We take the art of geographic lookup for granted these days; type a place name into a form on a web site or feed it into a web service API and hey presto! Most of the time you’ll be told whether or not the place name is valid or not and, in case there’s more than one place with the same name, either asked to choose which one you mean or be presented with the most likely place.
Most of the time … but not all of the time.
The hey presto bit of the process seems at first glance to be relatively trivial but isn’t. Just ask anyone who’s had to implement a system that handles place names. Actually, the hey presto part is actually two discreet processes in their own right. First of all we need to identify a place, or whether indeed there’s a place at all; this is usually called geoidentification.
identify; verb; establish or indicate who or what (someone or something) is
This is the thing that determines that there is a place in “I’m in London today” but not in “I do love Yorkshire Pudding“.
Once a place has been identified, we need to work out if there’s more than one place of the same name (which is more than likely as we’re stunningly unimaginative where place names are concerned, duplicating and reusing the same name all over the world) and if so, which one. This is usually called geodisambiguation.
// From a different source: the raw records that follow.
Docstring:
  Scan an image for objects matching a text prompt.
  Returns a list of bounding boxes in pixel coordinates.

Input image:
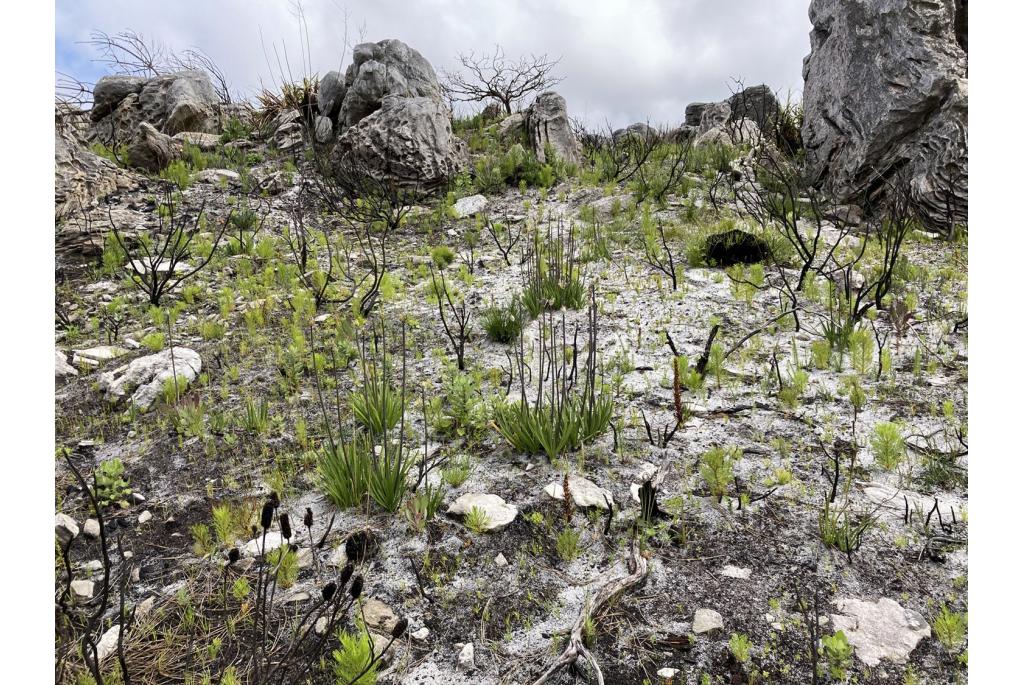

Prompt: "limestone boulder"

[525,90,583,164]
[339,39,441,127]
[334,96,467,189]
[802,0,968,227]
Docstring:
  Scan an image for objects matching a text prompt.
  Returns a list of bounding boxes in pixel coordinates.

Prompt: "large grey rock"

[338,39,441,126]
[53,126,137,222]
[726,84,779,133]
[334,96,466,188]
[526,90,581,164]
[53,350,78,378]
[138,71,220,135]
[128,122,184,173]
[313,117,334,144]
[316,72,345,122]
[802,0,968,227]
[683,102,711,126]
[831,597,932,667]
[697,100,732,138]
[89,76,146,121]
[99,347,203,410]
[611,122,658,142]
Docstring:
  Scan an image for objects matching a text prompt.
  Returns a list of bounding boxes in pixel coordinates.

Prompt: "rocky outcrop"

[831,597,932,667]
[316,72,345,122]
[525,90,582,164]
[322,40,467,189]
[677,84,780,144]
[683,102,711,126]
[89,76,146,121]
[128,122,183,173]
[88,71,223,144]
[335,96,466,189]
[611,122,659,142]
[99,347,203,411]
[337,38,441,127]
[138,71,220,135]
[53,121,137,223]
[803,0,968,227]
[726,84,781,134]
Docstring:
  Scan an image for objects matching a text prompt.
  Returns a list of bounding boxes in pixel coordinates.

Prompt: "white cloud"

[56,0,810,126]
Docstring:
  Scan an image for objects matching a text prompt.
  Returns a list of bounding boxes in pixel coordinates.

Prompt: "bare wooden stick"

[534,539,647,685]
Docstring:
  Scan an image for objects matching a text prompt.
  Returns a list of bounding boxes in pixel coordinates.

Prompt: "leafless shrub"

[108,189,232,306]
[443,45,562,114]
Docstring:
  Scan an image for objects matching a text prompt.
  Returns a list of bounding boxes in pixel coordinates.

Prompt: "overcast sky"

[56,0,811,127]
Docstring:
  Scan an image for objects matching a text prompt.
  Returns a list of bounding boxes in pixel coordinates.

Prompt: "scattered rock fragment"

[719,565,751,581]
[71,581,96,600]
[693,609,725,635]
[82,518,99,540]
[452,195,487,219]
[362,599,398,633]
[831,597,931,667]
[99,347,203,410]
[53,513,79,545]
[53,350,78,378]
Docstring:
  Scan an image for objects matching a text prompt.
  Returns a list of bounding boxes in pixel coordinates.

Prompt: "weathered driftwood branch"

[534,539,647,685]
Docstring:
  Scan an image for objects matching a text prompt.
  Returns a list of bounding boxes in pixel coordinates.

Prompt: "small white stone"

[135,597,157,616]
[452,195,487,219]
[459,642,476,673]
[71,581,96,599]
[693,609,725,635]
[831,597,932,667]
[96,626,121,663]
[53,514,79,545]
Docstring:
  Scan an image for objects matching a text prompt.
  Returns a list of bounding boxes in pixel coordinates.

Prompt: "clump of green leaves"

[95,458,131,508]
[348,372,403,435]
[463,507,490,532]
[871,421,906,471]
[441,455,471,487]
[820,631,853,682]
[932,604,967,653]
[317,437,371,509]
[482,297,526,343]
[430,245,455,268]
[729,633,754,663]
[700,446,743,500]
[404,483,444,532]
[555,526,580,561]
[334,625,377,685]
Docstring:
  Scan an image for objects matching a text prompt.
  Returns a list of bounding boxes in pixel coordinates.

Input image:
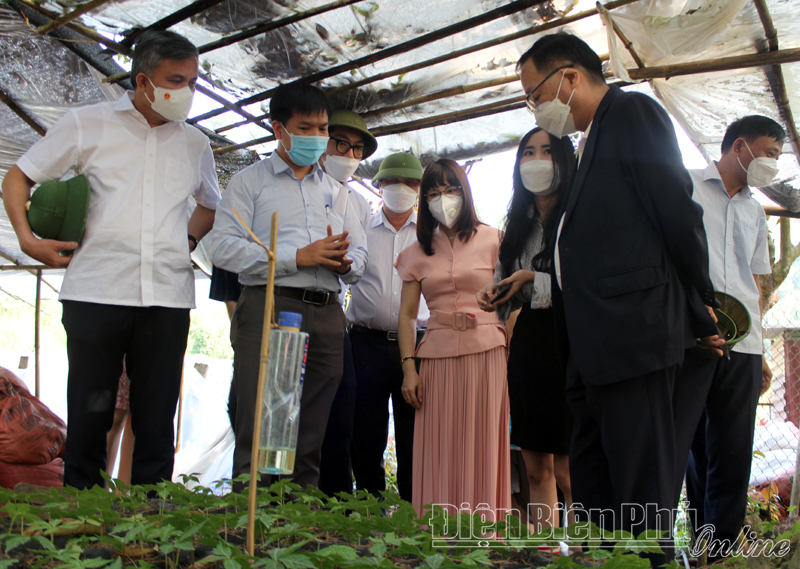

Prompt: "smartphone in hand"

[489,284,511,304]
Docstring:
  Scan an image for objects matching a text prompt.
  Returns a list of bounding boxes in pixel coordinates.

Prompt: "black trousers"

[681,352,762,553]
[319,334,356,496]
[350,328,424,502]
[567,359,676,567]
[61,301,189,488]
[231,287,345,490]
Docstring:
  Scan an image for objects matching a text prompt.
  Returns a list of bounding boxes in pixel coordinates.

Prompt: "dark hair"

[517,32,606,83]
[722,115,786,154]
[417,159,481,256]
[500,127,575,277]
[269,83,333,126]
[131,30,199,86]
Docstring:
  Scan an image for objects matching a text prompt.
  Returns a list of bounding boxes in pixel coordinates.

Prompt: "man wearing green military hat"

[347,152,429,501]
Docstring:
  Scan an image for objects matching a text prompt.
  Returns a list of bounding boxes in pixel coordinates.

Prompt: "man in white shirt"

[347,152,429,502]
[211,83,367,487]
[3,31,220,488]
[319,109,378,496]
[676,115,786,559]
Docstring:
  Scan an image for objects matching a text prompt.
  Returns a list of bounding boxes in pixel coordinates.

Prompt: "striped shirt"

[689,162,772,354]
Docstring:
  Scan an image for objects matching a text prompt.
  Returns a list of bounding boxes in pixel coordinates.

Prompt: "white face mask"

[428,195,464,229]
[323,155,361,182]
[381,184,417,213]
[519,160,555,196]
[144,75,194,122]
[736,141,778,188]
[533,69,578,138]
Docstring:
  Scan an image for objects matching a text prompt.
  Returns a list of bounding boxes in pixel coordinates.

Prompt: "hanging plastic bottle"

[258,312,308,474]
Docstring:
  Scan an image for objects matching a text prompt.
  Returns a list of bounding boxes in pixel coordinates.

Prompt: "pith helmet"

[372,152,422,188]
[25,175,91,242]
[328,109,378,158]
[714,292,753,348]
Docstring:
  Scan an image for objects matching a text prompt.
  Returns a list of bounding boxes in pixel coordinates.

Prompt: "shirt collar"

[269,150,324,183]
[370,206,417,231]
[703,160,753,198]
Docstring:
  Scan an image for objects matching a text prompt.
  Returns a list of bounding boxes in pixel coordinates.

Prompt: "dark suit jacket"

[551,87,717,385]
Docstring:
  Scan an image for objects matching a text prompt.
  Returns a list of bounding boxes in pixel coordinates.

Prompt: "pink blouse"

[395,225,506,358]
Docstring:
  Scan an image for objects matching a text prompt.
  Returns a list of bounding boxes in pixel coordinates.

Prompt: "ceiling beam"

[192,0,544,122]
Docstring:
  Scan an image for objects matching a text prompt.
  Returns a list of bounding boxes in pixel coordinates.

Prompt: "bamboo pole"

[198,0,364,53]
[762,205,800,219]
[33,269,42,398]
[753,0,800,161]
[628,48,800,79]
[361,73,519,120]
[239,209,278,556]
[0,89,47,136]
[214,95,525,156]
[36,0,115,35]
[597,1,644,69]
[0,265,52,271]
[120,0,231,47]
[192,0,548,122]
[0,249,60,294]
[206,0,639,133]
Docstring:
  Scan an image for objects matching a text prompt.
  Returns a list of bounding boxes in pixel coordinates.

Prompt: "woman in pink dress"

disambiguate; verb; remove uncertainty of meaning from (and ambiguous sentence, phrase or other linguistic unit)
Some places are pretty easy to disambiguate; as far as I know there’s only one Ouagadougou and that’s the capital of Burkina Faso. Some places should be easy to disambiguate, least at first sight; take London, that should be easy. It’s the capital of the United Kingdom. Well that’s true but it could also be the London in Ontario, or the one in Arkansas, in California, in Kentucky or any of the other 22 Londons that I’m aware of.
The gentle art of disambiguation is critical to the act of geocoding, geoparsing, geotagging and any of the other words the the location industry chooses to tack geo on as a prefix. Get disambiguation wrong and you fail on two counts.
Firstly, you’re showing your audience that you don’t know or don’t care about what they’re trying to tell you. Secondly, you allow your users the opportunity to specify the same place in a multitude of conflicting ways.
This is part of the problem of GeoBabel; your place is not my place.
So far, so theoretical, but let’s look at a concrete example of this. A few weeks back I added my Twitter account to the Twitter directory site wefollow.com. The first thing you’re asked to do is to supply your location, or to “Type Your City” as wefollow.com phrases it. So I type London and the site starts to attempt to disambiguate on the fly; so do I mean “London, United Kingdom” or “London, Ontario“? But wait, what about the other options?
Which “London” is the one tagged by 436 people but with no indication of which country? What’s the difference between “London, United Kingdom“, “London,UK” and “London England“. Space and punctuation, or the lack of it, is obviously important to wefollow.com here. So let’s try and give the system some help and start to type United Kingdom …
Oh dear. The “London, United Kingdom” still shows up but because I’ve put a space in there I don’t get offered “London,UK” anymore but I do get offered the London in the lesser known country of “Uunited Kingdom” and also “London, Ub2“, which one assumes is the UB2 postal code which specifies the London suburb of Southall.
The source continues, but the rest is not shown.